The Noida Society for Prevention of Cruelty to Animals (SPCA) (now called the Noida Authority Animal Shelter) has been a safe space for the care and rehabilitation of over 1200 abandoned, diseased or abused animals. But after a dispute between the local authority and the shelter staff over the non-payment of salaries for 3 months, the shelter was struggling to provide basic services to the animals in its care. FIAPO was proud to stand by all those who stepped up to support the shelter as the problems with the local authority eventually resolved.
Unfortunately, shelters, hospitals, hospices and sanctuaries for animals don’t just struggle because of apathetic (or sometimes manipulative) public offices. Sometimes there isn’t enough staff, sometimes the protocols and policies are poor (or worse, absent), sometimes the people running the shelter need training and often there are too many animals without adequate resources or manpower or space to care for them. Meanwhile, there are (by some estimates) 12 million street dogs in India, and even more abandoned dairy cattle, horses, donkeys, pigs, monkeys, birds, reptiles and many other animals that get caught up in conflict in our urban jungles.
While the animal care facilities in our country are burdened and struggling, the animals in distress continue to grow. If we are serious about providing care at any significant scale, clearly the sheltering model isn’t going to work, calling for a radical shift in how we respond with a more sustainable method of caring for street animals.
An alternative model that stands a winning chance is that of on-site first-aid programme. A vigorous and well-planned on-sight first aid program uses lesser resources than a shelter, is a more timely approach for treatment, and can provide aid to 70% of the cases that need assistance.
Popularised in Mumbai (thanks to the work of Abodh Aras of the Welfare of Stray Dogs),and run successfully in Pune, and with FIAPO-led projects in Indore and Varanasi, this model enables us to treat animals with wounds, skin ailments, maggot infections and small injures where they live, enabling them to also heal much faster and escape the infections of a shelter- saving time and considerable resources which can otherwise be utilized by shelters to tend to more critical cases. Imagine if 70% of all dogs in a shelter didn’t have to be there and could just be treated on-site!

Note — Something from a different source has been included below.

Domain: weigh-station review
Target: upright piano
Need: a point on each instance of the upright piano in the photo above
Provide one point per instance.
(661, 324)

However, if you are already doing first-aid of animals in your city, be warned! It is easy to miss out the key ingredients that make an on-site first-aid programme a viable alternative to taking every animal to the shelter. Unless you are following the methodology of mapping your area (and sticking to it), identifying and training volunteers, nurturing your community, measuring impact, recording data and follow-ups – and doing this in an organized, systematic manner, you are unlikely to reap the benefits of this wonderful technique. (So write in if you’d like to know more!)
Not only is on-site first-aid great for the animals, but it is one of the strongest ways to foster a positive relationship between the communities and its resident animals. Done regularly and with method, many people in local communities step up to join the programme, or foster dogs needing more attention, or at least make a phone-call if an animal is injured in their community. This way, we can not only provide life-saving first-aid to animals, but also ensure that the community they live in itself cares for them.
Having an alternative to shelters means that under instances of neglect and difficulty at many facilities, we are better prepared with a holistic model which is certainly the need of the hour. So if you are wanting to do more for animals in your city, it’s time to re-imagine your goal – not a shelter under pressure struggling to help animals brought to it, but a people-powered wave of change that reaches animals all over the city, with love and medicine.